Karzai may face runoff despite lead in Afghan election
Chicago Tribune
By Laura King

KABUL — President Hamid Karzai has a wide lead ahead of Thursday’s election in Afghanistan, but he may not be able to muster enough support to avoid a runoff, a new survey by the International Republican Institute suggests. On Saturday, a car bomber struck near the front gate of NATO headquarters in Kabul, killing seven and wounding nearly 100 in an attack that appeared aimed at frightening Afghans from voting.

The top candidates

President Hamid Karzai

The best scenario for Karzai’s opponents is that the 40 others in the race, including two women, can win enough votes to deny him a majority.

The urbane English-speaking son of a Pashtun tribal leader came into power shortly after the 2001 fall of the Taliban. He was one of the few Pashtun leaders to oppose the Taliban during the U.S.-led invasion.

But his standing has fallen hard since then. Diplomats in Kabul say Karzai has shied away from making hard choices to end the endemic corruption and increasing violence sweeping his country.

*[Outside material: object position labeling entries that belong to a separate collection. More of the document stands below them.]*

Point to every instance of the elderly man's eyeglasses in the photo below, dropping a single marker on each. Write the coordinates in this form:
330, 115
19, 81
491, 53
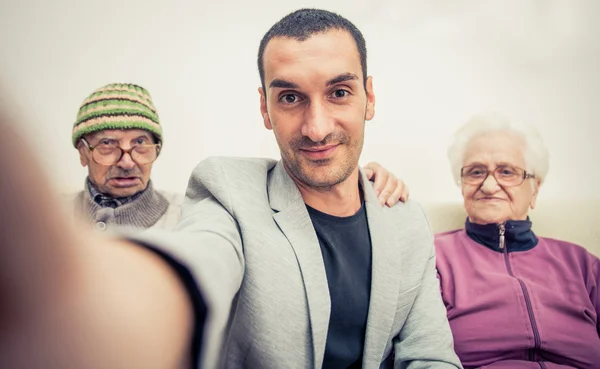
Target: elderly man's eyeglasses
109, 152
505, 175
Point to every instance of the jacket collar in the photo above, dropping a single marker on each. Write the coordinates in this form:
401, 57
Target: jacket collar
518, 235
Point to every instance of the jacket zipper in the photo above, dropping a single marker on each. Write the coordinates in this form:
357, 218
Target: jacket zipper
536, 334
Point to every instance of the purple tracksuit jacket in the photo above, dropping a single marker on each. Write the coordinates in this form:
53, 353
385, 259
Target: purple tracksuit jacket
515, 300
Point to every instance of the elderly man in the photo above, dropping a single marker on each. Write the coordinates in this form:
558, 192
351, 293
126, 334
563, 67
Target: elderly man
119, 137
275, 264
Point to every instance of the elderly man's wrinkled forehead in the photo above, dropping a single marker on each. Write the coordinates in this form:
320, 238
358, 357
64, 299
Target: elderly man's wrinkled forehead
316, 59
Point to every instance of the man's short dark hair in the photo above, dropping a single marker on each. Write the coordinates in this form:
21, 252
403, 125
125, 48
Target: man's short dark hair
302, 24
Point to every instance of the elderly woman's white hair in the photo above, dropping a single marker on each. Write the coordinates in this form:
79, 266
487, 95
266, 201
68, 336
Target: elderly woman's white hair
536, 152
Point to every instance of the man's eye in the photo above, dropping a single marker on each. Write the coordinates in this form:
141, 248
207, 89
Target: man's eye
289, 98
507, 172
339, 94
106, 142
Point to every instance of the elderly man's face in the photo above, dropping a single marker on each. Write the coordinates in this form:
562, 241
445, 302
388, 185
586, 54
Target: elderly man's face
316, 104
125, 178
490, 202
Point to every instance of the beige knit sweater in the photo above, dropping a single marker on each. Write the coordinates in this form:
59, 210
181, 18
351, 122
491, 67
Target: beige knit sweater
152, 209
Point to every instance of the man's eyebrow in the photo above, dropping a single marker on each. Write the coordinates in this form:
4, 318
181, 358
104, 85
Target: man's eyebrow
280, 83
342, 78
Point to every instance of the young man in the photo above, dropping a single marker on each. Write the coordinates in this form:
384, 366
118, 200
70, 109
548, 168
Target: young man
274, 264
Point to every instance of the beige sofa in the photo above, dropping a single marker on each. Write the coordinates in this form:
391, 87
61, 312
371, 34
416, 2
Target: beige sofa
577, 222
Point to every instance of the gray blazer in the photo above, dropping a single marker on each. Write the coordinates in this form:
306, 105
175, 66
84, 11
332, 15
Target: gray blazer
247, 238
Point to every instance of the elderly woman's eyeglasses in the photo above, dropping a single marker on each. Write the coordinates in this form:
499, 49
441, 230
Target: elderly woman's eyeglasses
505, 175
110, 153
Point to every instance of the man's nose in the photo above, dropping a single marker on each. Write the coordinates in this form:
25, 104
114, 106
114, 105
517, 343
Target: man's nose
126, 161
318, 123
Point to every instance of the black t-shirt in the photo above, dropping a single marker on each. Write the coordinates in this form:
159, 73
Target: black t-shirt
346, 249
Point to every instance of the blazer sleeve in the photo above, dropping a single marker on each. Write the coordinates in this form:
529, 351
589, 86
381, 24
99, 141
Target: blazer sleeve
425, 340
206, 251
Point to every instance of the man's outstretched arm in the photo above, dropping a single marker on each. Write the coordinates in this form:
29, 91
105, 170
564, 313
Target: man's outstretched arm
70, 299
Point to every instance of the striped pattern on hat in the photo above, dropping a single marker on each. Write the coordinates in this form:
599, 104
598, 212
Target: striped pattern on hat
117, 106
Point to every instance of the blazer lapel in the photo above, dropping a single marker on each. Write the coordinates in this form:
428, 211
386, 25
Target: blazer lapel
385, 277
293, 219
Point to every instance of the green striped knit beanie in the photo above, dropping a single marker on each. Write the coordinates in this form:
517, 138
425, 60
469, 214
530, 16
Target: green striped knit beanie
117, 106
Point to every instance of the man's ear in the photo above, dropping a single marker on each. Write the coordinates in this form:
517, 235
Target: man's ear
263, 109
370, 113
535, 184
83, 159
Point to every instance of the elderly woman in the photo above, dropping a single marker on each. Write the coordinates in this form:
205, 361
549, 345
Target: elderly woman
513, 299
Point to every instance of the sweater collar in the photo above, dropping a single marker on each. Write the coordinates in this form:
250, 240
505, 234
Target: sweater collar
518, 235
143, 211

Former Foreign Minister Abdullah Abdullah

The English-speaking ophthalmologist, whose father was Pashtun and whose mother was a Tajik, has been campaigning hard in the north and west of the country, hoping a big turnout there will offset Karzai’s perceived advantage in the Pashtun heartland of the south.

Abdullah served as a close adviser to the late Ahmed Shah Massood, a charismatic leader of the Northern Alliance that resisted the ruling Taliban. Both Karzai and Abdullah have attracted crowds of thousands of supporters at campaign events around the country.

Former Finance Minister Ashraf Ghani

Ghani, an ex-World Bank official, is getting campaign advice from Democratic Party strategist James Carville. Once a possible candidate to become United Nations secretary-general, Ghani spent 24 years in exile before returning to Afghanistan in 2001 after the fall of the Taliban.